Someone who is thinking on his feet to find a way to solve problems, acting fast and intelligently in the face of impending doom.

You need to have a story of how you met, and what you’ve done together before. I was lucky in having Fredrik as a co-founder, who, in fact, resembles the Nordic James Bond Harald Hardrade.

alt

3. Growth

The basics:

  • Grow 10 % weekly (On a relevant metric, like revenue)
  • Get things done incredibly fast (Fast decisions, focus, and intensity)
  • Keep momentum going (String of small and big wins and share the story)

After launch, you need fast growth. Luckily, since you’re small you can do things that don’t scale and you can experience growth through sheer force of will. However, very quickly, having a product people love and share will result in the scalable kind of growth you want.

YC Application Q&A

Q: What convinced you to apply to Y Combinator?

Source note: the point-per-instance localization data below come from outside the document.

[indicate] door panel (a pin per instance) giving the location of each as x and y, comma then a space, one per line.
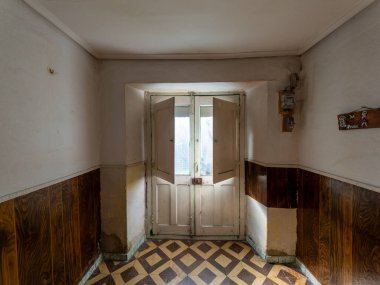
173, 206
216, 205
173, 209
225, 143
163, 134
180, 208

A: We are currently scaling super-fast, but we could go much faster. We think Y Combinator & San Francisco is the best place in the world to learn from the best.

Why it can be a deal breaker:

In applying to YC, growth is evidence #1 that you have made something people want. The absolutely surest way to know is if you launch something and people pay money for it.

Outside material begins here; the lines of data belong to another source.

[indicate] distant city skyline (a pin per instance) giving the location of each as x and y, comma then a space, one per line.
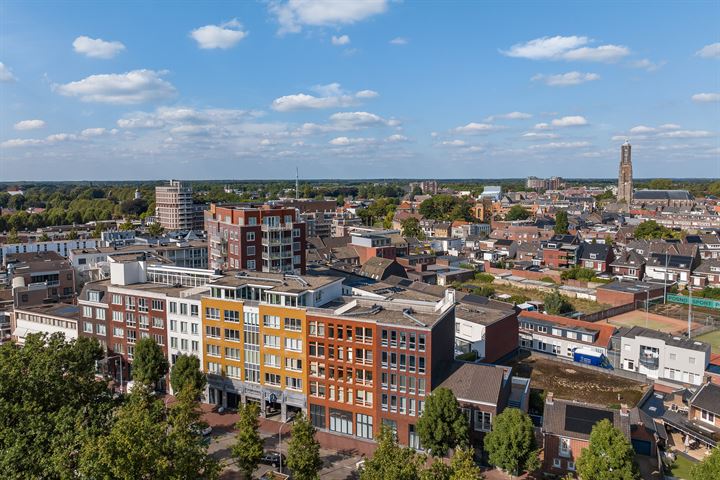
366, 90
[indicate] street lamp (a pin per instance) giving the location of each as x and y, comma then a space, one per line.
289, 419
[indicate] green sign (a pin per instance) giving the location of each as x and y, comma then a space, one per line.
697, 302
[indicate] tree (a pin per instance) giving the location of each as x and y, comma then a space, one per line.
155, 229
556, 304
463, 465
149, 362
709, 468
304, 450
561, 223
517, 212
248, 448
391, 461
411, 227
609, 456
442, 425
511, 443
186, 371
650, 229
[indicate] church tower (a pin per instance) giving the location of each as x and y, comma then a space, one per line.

Growth is what makes startups interesting. You can’t become big without growth, and as long as you have growth, almost nothing else matters.

On the flip side, negative growth and momentum is the source of everything that is bad in the startup world. Things are always either growing or dying. Both states are self-reinforcing, and humans overreact to both.

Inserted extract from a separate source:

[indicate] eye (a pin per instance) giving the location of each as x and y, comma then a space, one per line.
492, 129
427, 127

If you’re dying, people risk becoming demoralized, start blaming each other and then quitting. If you’re growing people are so proud that they have to tell all their friends about your company all the time because they’re so happy to be a part of it.

The only way to get going again is to get growing again through a stoic calm and positivity while fiercely executing the kind of impactful actions that make a difference.

It’s no secret that attending Y Combinator creates dramatic path shifts for start-ups.

Tangible highlights for us include:
-> becoming a part of the YC-network -> raising a seed round with our favorite Silicon Valley investors -> getting a kick-start on the US market due to both press and YC-alumni. (Not to mention that we had 3 incredibly focused and productive months).

Read this article to hear what it was like on the inside.

Getting into YC was also about going somewhere I knew I belonged.

It had always been this enchanted place, on par with places like Hogwarts or Rivendell. Ever since 2007, as a teenager, I’d been following YC and hacker news from Norway. I would sit in my room and daydream about this place I knew I should be a part of.

That being said, YC was and isn’t an end-goal. Life is short, and you should spend it doing something worthwhile, with people that inspire you. You’ll find plenty of those in YC, but also in other less-obvious places. So if you don’t make it into YC this round, keep applying, but also look to your immediate network for inspiration, support and the motivation to keep going.